Honeywell has entered into a supply agreement and technology license with Navin Fluorine International Ltd (NFIL) to produce Honeywell Solstice yf, an automobile refrigerant with a global warming potential of less than 1.
Honeywell will license its proprietary process technologies to produce the refrigerant to NFIL, which will manufacture Solstice yf in India exclusively for Honeywell. Small-scale production is expected to begin by the end of 2016.
This agreement is in line with Honeywell’s commitment to meet growing demand through a robust global supply infrastructure. Honeywell and its key suppliers are investing around USS 300 million (Rs 1,895 crore) to increase global production capacity for Solstice yf, including the construction of a new, world-scale manufacturing plant using new process technology at the company’s existing Geismar, La, refrigerants manufacturing site.
“More than 8 million cars on the road today safely use Solstice yf. That number is expected to grow to more than 18 million cars by the end of 2016. This agreement reflects our commitment to delivering the supply chain reliability and security that customers can rely upon as they transition to next-generation products that are safe to use, available today and capable of making a significant positive environmental impact,” said Ken Gayer, vice-president and general manager of Honeywell Fluorine Products. “Honeywell’s supply agreement with NFIL, one of India’s largest manufacturers of specialty fluorochemicals, represents a first step in our commercial relationship that will help us to meet growing global demand for Solstice yf.”
Solstice yf, also known as HFO-1234yf, is a next-generation hydrofluoro-olefin (HFO) refrigerant that is a near drop-in replacement for R-134a, a hydrofluorocarbon (HFC) with a global warming potential (GWP) of 1,300, for use in in vehicle air conditioning systems globally. Solstice yf is also being used in a growing number of stationary air-conditioning and commercial refrigeration applications. The demand for Solstice yf for use in mobile air conditioning is increasing rapidly due to increased global environmental regulations and policies aimed at reducing the global warming impacts of HFCs.
- The U.S. Environmental Protection Agency has approved Solstice yf for use as a low-global-warming replacement for R-134a, which is banned in mobile air-conditioning systems in new passenger cars and light-duty trucks starting in model year 2021.

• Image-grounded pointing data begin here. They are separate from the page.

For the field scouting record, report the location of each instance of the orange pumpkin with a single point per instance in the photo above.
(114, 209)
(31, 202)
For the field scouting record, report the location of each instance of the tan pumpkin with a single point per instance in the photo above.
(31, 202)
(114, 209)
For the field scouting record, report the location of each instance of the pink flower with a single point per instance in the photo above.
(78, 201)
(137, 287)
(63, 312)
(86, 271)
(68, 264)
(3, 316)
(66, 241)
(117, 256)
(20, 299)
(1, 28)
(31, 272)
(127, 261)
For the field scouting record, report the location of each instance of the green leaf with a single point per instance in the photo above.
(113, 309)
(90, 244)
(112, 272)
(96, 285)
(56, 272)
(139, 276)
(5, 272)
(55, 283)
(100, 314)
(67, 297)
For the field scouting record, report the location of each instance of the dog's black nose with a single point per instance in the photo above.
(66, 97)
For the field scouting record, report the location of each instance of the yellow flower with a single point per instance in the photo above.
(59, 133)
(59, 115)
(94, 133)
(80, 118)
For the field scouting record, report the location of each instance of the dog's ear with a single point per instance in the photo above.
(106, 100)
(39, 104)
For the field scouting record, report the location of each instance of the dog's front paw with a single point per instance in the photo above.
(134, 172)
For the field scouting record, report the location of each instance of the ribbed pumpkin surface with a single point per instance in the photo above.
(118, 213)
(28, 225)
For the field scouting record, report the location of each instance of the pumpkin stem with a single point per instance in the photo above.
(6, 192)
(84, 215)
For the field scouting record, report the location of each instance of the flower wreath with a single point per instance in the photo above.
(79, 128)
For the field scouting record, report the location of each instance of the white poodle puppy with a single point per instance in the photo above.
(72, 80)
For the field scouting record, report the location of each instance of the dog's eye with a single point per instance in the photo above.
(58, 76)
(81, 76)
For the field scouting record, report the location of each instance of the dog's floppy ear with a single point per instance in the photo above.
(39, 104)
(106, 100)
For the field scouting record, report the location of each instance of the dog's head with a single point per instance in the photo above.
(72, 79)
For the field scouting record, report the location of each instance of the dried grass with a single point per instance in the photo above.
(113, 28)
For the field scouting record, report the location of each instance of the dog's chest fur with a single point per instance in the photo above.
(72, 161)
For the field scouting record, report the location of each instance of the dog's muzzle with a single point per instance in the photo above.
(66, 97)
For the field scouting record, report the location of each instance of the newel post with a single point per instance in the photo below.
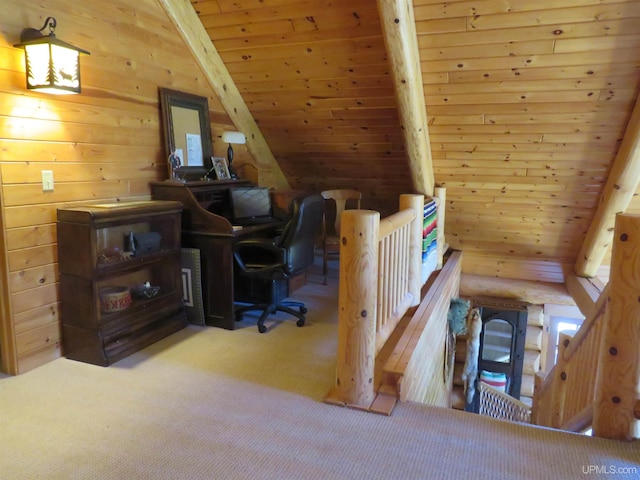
(357, 314)
(416, 203)
(617, 406)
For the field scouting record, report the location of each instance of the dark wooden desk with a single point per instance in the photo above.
(205, 226)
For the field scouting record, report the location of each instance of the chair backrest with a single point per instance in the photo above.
(341, 197)
(299, 236)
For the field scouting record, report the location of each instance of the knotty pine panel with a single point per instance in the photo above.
(33, 277)
(32, 236)
(36, 297)
(102, 145)
(31, 319)
(40, 338)
(32, 257)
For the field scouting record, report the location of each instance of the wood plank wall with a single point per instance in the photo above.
(102, 145)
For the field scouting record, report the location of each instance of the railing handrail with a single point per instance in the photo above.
(395, 221)
(372, 252)
(587, 325)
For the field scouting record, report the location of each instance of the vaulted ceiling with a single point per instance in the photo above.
(527, 107)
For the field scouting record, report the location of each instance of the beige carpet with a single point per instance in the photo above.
(208, 403)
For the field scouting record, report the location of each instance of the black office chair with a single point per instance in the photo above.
(286, 256)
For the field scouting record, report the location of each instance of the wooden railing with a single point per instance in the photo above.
(380, 264)
(564, 399)
(596, 381)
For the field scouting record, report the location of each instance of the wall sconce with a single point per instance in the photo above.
(236, 138)
(53, 66)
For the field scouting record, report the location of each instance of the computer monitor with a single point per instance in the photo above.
(250, 202)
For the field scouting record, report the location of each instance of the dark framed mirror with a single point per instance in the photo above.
(187, 133)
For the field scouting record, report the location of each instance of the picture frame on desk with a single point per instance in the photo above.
(220, 167)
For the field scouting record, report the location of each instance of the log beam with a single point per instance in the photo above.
(184, 17)
(618, 382)
(621, 185)
(399, 29)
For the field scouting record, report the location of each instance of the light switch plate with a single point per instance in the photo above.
(47, 180)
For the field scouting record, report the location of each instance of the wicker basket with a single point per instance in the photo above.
(496, 404)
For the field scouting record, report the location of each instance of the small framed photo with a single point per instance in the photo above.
(221, 168)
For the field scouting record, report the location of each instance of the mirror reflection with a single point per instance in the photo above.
(498, 338)
(187, 133)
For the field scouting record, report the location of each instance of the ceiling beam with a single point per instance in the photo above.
(620, 188)
(190, 27)
(401, 40)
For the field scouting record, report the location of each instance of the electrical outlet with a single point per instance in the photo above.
(47, 180)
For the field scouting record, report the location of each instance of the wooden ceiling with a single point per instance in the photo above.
(527, 104)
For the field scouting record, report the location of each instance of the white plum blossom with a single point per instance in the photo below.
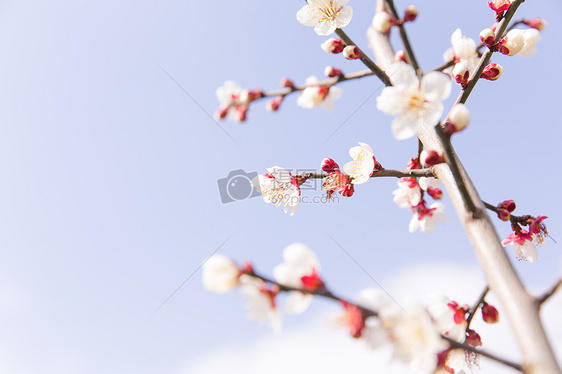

- Automakers in the U.S. are also adopting Solstice yf to help comply with Corporate Average Fuel Economy (CAFE) standards and vehicle greenhouse gas standards, which aim to improve the average fuel economy and reduce greenhouse gas emissions associated with cars and light trucks.
- The MAC directive in the European Union is aimed at reducing greenhouse gas emissions of air-conditioning systems in passenger cars and light commercial vehicles. The directive requires that refrigerants in all new vehicle types sold in Europe after January 1, 2013 have a GWP below 150, and that all cars sold in Europe after 2017 must meet the new GWP requirement of less than 150.